Confidential and Highly Confidential information

  1. You can store classified information on OneDrive, but only for as long as necessary to share it. You must restrict access to only the people who really need it for operational reasons. 
  2. You can store highly confidential information on OneDrive, but only if it is encrypted, and then only for the shortest possible period for business operation. Your M: drive is still the recommended location for storing highly confidential information.

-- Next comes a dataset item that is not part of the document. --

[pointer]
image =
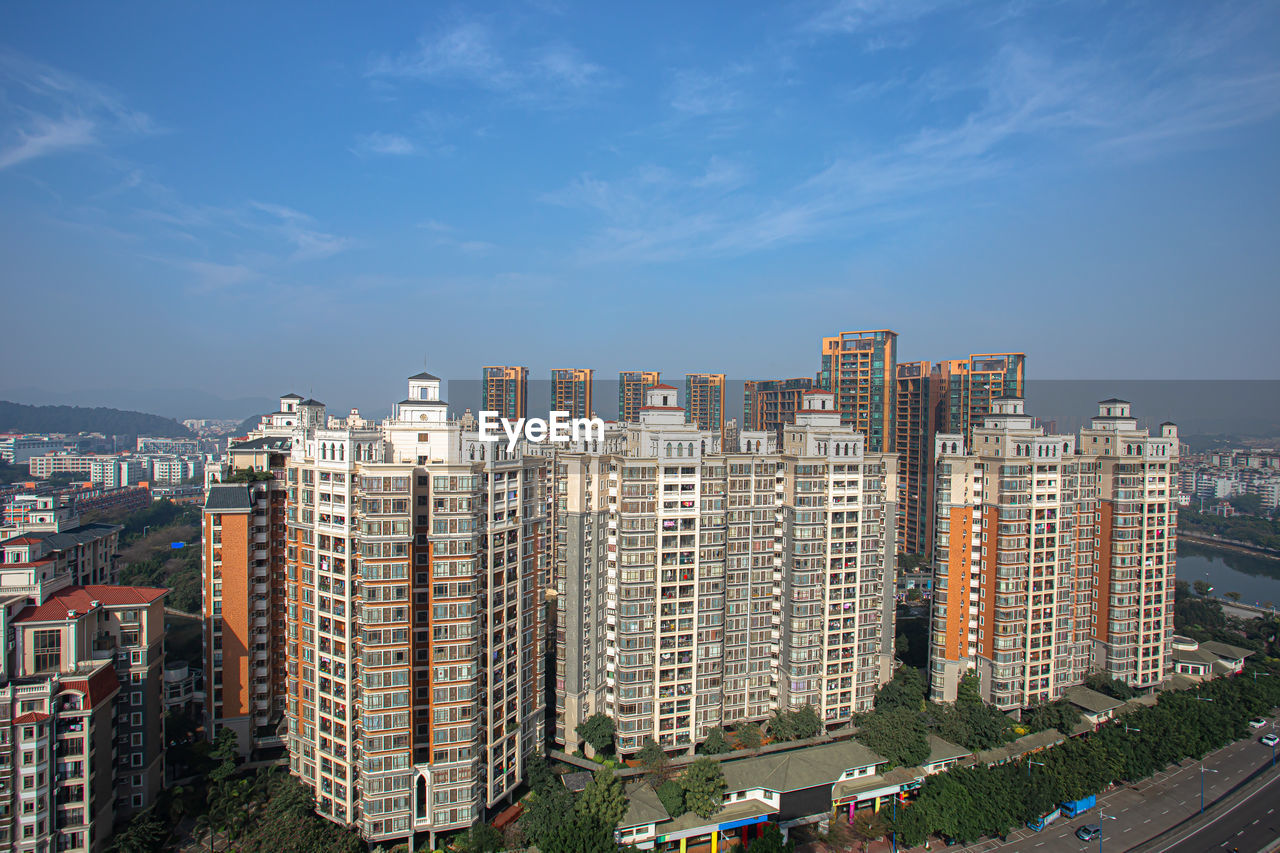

Working with people outside the University

  1. If you give external collaborators access to University data you must keep it to the minimum necessary for the purpose of the collaboration. 
  2. You are responsible for making sure that an official University non-disclosure agreement / confidentiality undertaking[1] is in place before allowing shared access to Classified University data when collaborating with external partners.
  3. When working with external parties you are responsible for highlighting any data which is University classified. You must make sure they understand the controls which they have to apply and can apply, as a condition of access, in order to protect that information before you share it with them.
  4. You are responsible for making sure that they comply fully with requirements of the Data Protection Act 1998 by adhering to the University’s Code of Practice on Data Protection.  In doing so they are to ensure that they do not allow access to any personal information (as defined by the Act) to any person outside of the University[2] or to anyone else who is not authorised to receive it.

[1] Please consult with the University Legal Advisor's Office

[2] Collaborative research projects involving personal work-related data, where data subjects have consented to the research, are excluded from this requirement.